Subject: Partnership in International Cultural Cooperation
- Online meeting on 28.10 at 3:00 PM
- Language: English
- Registration required via Evenea
Participants: Lilian Hipolyte (Tanzania), Samba Yonga (Zambia), Panka Paskuj (Hungary), Małgorzata Miśniakiewicz (Poland)
Moderator: Harun Mwadena Muyesi
Harun Mwadena Muyesi has over nine years of experience in grassroots youth development, championing Sustainable Development Goals (SDGs), social accountability, climate justice, and policy analysis for marginalized communities in Kenya’s Kilifi, Mombasa, and Kwale counties. With expertise in project management, proposal development, stakeholder engagement, and social networking, Harun is dedicated to connecting changemakers and catalyzing collaborative approaches. Since 2020, he has united organizations, networks, and young leaders to co-create solutions, enhance resource-sharing, and champion localized SDG actions. He is particularly skilled in designing both virtual and in-person learning sessions that emphasize peer exchange, knowledge sharing, and meaningful collaborations, strengthening ties and empowering collective action within East Africa and beyond.

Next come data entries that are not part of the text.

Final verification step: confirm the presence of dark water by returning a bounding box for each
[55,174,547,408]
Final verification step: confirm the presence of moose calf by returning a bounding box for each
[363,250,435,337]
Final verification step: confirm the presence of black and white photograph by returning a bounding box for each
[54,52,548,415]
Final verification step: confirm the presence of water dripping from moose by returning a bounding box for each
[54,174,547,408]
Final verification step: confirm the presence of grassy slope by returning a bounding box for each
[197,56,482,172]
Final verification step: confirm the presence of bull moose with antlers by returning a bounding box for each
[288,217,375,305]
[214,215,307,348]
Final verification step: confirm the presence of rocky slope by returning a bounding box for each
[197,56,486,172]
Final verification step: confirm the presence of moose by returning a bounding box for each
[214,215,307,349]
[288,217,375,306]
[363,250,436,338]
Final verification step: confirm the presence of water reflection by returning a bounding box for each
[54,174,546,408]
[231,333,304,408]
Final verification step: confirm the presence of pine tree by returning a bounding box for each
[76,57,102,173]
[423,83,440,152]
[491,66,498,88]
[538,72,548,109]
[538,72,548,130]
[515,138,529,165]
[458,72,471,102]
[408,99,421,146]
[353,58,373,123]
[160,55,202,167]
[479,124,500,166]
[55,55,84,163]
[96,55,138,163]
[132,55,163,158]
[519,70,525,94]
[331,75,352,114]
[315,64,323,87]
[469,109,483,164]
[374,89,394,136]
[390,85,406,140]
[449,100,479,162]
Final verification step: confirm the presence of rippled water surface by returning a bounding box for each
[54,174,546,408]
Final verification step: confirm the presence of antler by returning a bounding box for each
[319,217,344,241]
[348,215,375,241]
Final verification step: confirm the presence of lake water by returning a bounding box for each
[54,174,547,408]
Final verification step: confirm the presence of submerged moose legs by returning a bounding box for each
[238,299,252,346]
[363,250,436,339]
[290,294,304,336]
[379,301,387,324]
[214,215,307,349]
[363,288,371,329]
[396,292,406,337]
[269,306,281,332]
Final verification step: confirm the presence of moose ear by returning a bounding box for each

Harun is a member of Bosch Alumni Network.
Samba Yonga is an award winning journalist, communications specialist and cultural curator based in Lusaka Zambia. She is co-founder of the Women’s History Museum of Zambia, established in 2017 with the mandate to research and restore African indigenous narratives, knowledge and ‘living histories’ focused on women. Samba is also founder and managing partner of Ku-Atenga Media, a firm specialised in designing strategic communications for African landscapes that has expanded its client network across the African region and the globe. Samba has been recognised as 100 most influential Africans by Quartz, New York, and one of 40 most influential Africans. She is also a Google Podcast Creator, TEDx Lusaka speaker and is a Museum Lab Fellow for 2022. She has curated exhibitions, designed digital creative content and written papers focused on indigenous African knowledge systems and narratives in Zambia and Africa. The museum has collaborated with art spaces, museums and universities in Africa, Europe and the US such as National Musuems of World Cultures in Sweden, Museum of Women in Umea, Yale University in Boston,USA, Windybrow Art Centre in South Africa, Europeana in the Netherlands, University of Shangahai, China, International Council of Museums (ICOM) and many others. The museum has collaborated with international museums and cultural organisations to identify indigenous African cultural heritage of women from Zambia and the African continent and is working to create digital platforms and tools to transition and provide access of this heritage to African and global publics in collaboration with the source communities. The objective is to interrogate knowledge asymmetries created by colonialism and obscured experiences and to investigate transformative methods of how it can impact the future of knowledge production in the museum, creative and knowledge sectors. Her work with Ku-Atenga Media and The Women’s History Museum has established her work prominently on the African continent and globally. She is a graduate of the Evelyn Hone College School of Journalism and holds an MA in Transnational Communications and Global Media from Goldsmiths College, University of London.
Dr Małgorzata Miśniakiewicz is an art historian and curator who focuses on inter-local perspectives in her research of socio-political contexts of contemporary art and the legacies of the east-central European post-war avant-gardes. She has graduated from the Courtauld Institute of Art (MA in Global Conceptualism with prof. Sarah Wilson and prof. Boris Groys, 2011; PhD with dr Klara Kemp-Welch, 2018). In her PhD thesis she analysed networked art of the 1970s, focusing in particular on mail art in Poland, through the ideas of political dissidence and social and geopolitical transformations. In her curatorial practice she works mostly with neo-avant-garde and contemporary video and photography. She was the Collections’ Curator at Wrocław Contemporary Museum (2017-2019) and has curated exhibitions and research programmes in Poland and abroad. As a writer and editor, she combines her curatorial and research practices also by organising research conferences. She is a recipient of AHRC grants and holds a postgraduate diploma in Management of Art and Culture from Warsaw School of Economics.
Panka Paskuj is a dramaturg working in both theatre and film, dedicated to advancing human rights and equality through her work. Passionate about artistic activism, she uses the arts to foster social change and advocate for marginalized communities. Alongside her presence in cultural management and activism, Panka serves as an associate producer at a film production company, contributing her talents to bring compelling stories to the screen. Through her work, she aims to inspire action and create a more just and equitable world.
Lilian Hipolyte is an experienced Creative Director and Brand Strategist with over fourteen years of experience in the creative industry. During the Social Scene meetings, she will participate as the Director of Nafasi Art Space.